Did you really fight with Rifki and bite his tongue out?
He informed on a friend of mine, and got him beaten really bad so I attacked Rifki trying to kill him, which sounds like such a terrible thing to say now, but at the time that’s what I wanted to do. I was not successful, guards came in and broke us up but in the film, they thought it would be very symbolic to have the informer’s tongue was bitten out. I did not do that, although I wanted to.
What if anything, happened during the 3 weeks it took to get back to New York. Were you on the run, or hiding in a safe place?
When I swam across the river and got into Greece, the Greek soldiers found me out in the middle of the forbidden zone.
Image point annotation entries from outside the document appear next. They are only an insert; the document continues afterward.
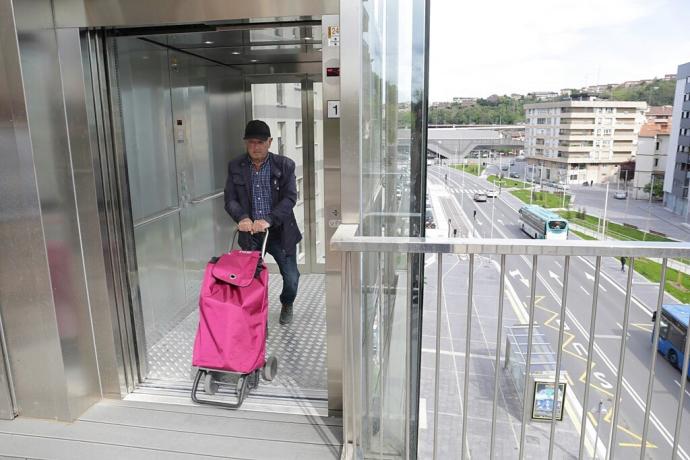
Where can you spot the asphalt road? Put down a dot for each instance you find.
(608, 328)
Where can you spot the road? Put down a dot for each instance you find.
(607, 342)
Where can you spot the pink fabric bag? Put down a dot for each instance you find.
(233, 313)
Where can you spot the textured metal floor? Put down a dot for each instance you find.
(300, 346)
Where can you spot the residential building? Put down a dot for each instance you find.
(579, 141)
(650, 161)
(677, 179)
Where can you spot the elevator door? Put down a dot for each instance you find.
(182, 122)
(291, 106)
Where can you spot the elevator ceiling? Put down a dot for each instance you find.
(249, 46)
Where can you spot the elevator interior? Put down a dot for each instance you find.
(180, 100)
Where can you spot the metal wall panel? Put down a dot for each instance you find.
(332, 214)
(73, 78)
(61, 324)
(129, 13)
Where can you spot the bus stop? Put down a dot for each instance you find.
(542, 372)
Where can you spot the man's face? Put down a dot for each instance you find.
(257, 148)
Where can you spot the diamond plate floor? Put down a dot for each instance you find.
(300, 346)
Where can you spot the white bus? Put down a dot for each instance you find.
(540, 223)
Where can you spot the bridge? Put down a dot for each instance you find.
(455, 143)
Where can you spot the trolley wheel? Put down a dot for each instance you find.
(270, 368)
(240, 384)
(210, 385)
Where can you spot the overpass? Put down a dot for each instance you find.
(456, 143)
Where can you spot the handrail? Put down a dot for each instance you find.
(345, 239)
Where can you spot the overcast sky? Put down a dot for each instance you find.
(482, 47)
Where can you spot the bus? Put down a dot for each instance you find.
(540, 223)
(673, 329)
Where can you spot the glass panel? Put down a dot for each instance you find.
(318, 174)
(144, 89)
(393, 157)
(284, 119)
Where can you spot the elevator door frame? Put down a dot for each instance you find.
(311, 264)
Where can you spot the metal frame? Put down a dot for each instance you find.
(346, 239)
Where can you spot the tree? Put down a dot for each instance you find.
(658, 188)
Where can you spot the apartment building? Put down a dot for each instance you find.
(676, 180)
(578, 141)
(650, 162)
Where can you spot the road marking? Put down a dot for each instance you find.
(555, 277)
(678, 383)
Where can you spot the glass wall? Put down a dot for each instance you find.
(393, 145)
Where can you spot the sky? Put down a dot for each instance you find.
(484, 47)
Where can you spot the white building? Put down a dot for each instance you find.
(578, 141)
(650, 162)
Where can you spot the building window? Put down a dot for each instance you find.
(298, 133)
(280, 94)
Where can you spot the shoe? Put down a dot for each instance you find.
(286, 314)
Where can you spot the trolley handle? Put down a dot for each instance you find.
(263, 246)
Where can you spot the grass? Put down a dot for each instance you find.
(543, 199)
(614, 230)
(506, 182)
(472, 169)
(677, 284)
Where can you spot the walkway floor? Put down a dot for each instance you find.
(138, 430)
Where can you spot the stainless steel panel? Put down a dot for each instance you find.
(74, 81)
(161, 276)
(47, 326)
(144, 89)
(128, 13)
(332, 215)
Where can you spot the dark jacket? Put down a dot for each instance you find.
(238, 198)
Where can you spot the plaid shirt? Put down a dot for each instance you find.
(261, 191)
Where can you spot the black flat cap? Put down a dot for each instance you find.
(257, 129)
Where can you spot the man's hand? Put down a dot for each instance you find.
(245, 225)
(260, 226)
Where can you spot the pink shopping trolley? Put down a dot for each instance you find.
(233, 326)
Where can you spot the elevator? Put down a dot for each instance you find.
(174, 103)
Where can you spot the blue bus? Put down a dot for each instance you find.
(673, 329)
(540, 223)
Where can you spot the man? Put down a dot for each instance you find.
(260, 192)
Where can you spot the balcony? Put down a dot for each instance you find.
(541, 312)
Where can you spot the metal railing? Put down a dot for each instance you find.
(347, 241)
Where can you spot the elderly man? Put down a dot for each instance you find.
(260, 193)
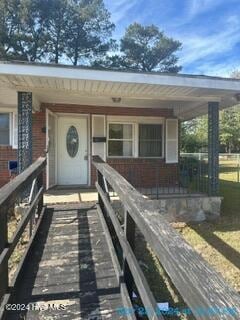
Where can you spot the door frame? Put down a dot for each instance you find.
(49, 112)
(69, 115)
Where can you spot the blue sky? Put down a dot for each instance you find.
(208, 29)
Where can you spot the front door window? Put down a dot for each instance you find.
(72, 141)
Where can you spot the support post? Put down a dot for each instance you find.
(24, 130)
(129, 229)
(213, 148)
(3, 245)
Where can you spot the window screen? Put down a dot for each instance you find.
(150, 140)
(120, 140)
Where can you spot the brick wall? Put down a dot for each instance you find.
(39, 144)
(140, 172)
(144, 173)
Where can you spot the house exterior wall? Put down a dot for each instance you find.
(144, 172)
(39, 144)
They kept me in a little cell in the woods on the military base for about 12 days while they decided what to do with me. But of course I knew they were never going to send me back to Turkey, so it was a good 12 days. I mean I can stand on my head for 12 days knowing I’m going free. Then I flew to Amsterdam for I think four or five days in Amsterdam before actually getting back to New York.
Are you originally from Milwaukee or were you going to school there?
No I went to school there. Originally I was born in the Bronx, grew up on Long Island and went to school in Milwaukee.